Sunday, March 4, 2012

Visual Step by Step Hamentaschen for Purim

Ever wonder how they get those delicious fillings into the sweet pastry dough? well look no further because below is a step by step slideshow on how to assemble these tasty triangle treats as well as written step by step instructions and recipe below. enjoy!


Healthy Hamentaschen
Dietary Considerations/ Can be made to be; Dairy Free, Gluten Free, Nut Free, Whole Wheat, Low Fat

Makes 2 dozen cookies

Click here for a recipe for Lemon Poppy Seed Hamentaschen.

Ingredients

2 cups whole wheat flour (substitute Bob's Mill Gluten free flour mix for gluten free Hamantaschen)
2 teaspoons baking powder
1/2 teaspoon salt
1/2 cup earth balance (or butter if health and or a bikini is of no concern :D)
1 cup sugar
1 large egg
2 teaspoons packed finely grated fresh orange or lemon zest
1 tablespoon fresh orange juice
fillings of your choice (in this post I used my lemon curd recipe and also a mix of chocolate and caramel)

Directions/
Into a bowl sift together flour, baking powder, and salt. In another bowl with an electric mixer beat earth balance, sugar, and egg at medium speed until light and fluffy. Add zest and juice and beat until incorporated. Add flour mixture, stirring, until a smooth dough is formed. Gather dough into a ball and flatten into a disk. Chill dough, wrapped in plastic wrap, at least 3 hours and up to 2 days.

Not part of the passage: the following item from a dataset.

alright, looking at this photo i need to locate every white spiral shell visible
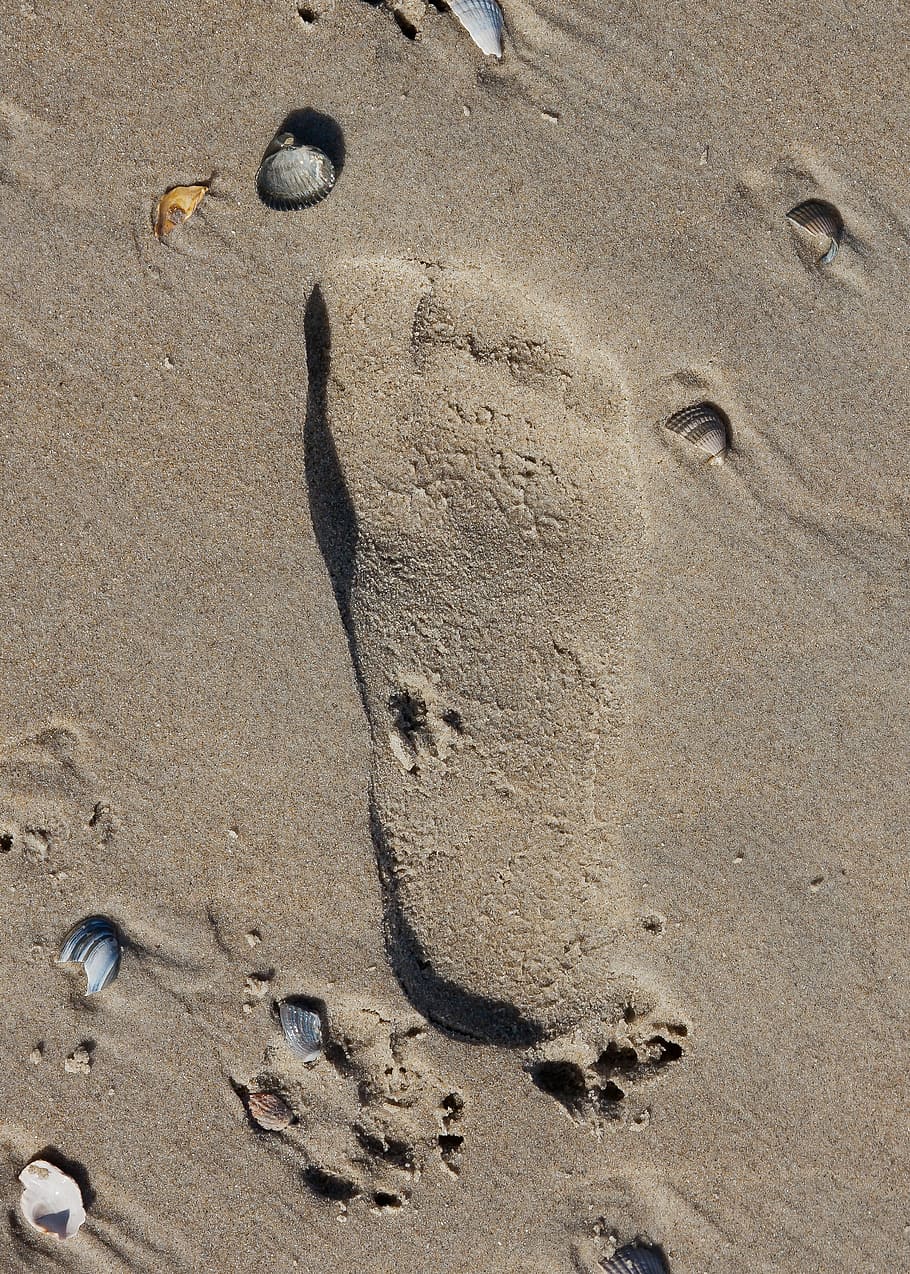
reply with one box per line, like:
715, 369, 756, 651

Preheat oven to 375° F. Halve dough. On a lightly floured surface roll out half of dough (keeping other half wrapped and chilled) 1/4 inch thick. With a 3-inch cutter cut out as many rounds as possible. Transfer rounds with a metal spatula to a large baking sheet, arranging about 1/2 inch apart. Re-roll scraps and cut out more rounds. Put 1 teaspoon filling in center of each round and fold up edges to form triangular cookies resembling a tricornered hat, pinching corners together and leaving filling exposed. (Pinch dough tightly enough so seams are no longer visible and sides are taut enough to prevent cookies from leaking filling as they bake.)

Bake hamantaschen in middle of oven 20 minutes, or until pale golden. Cool hamantaschen on baking sheet 5 minutes and transfer to racks to cool completely. Make more hamantaschen with remaining dough and filling in same manner. Hamantaschen keep in an airtight container at room temperature 5 days. ENJOY!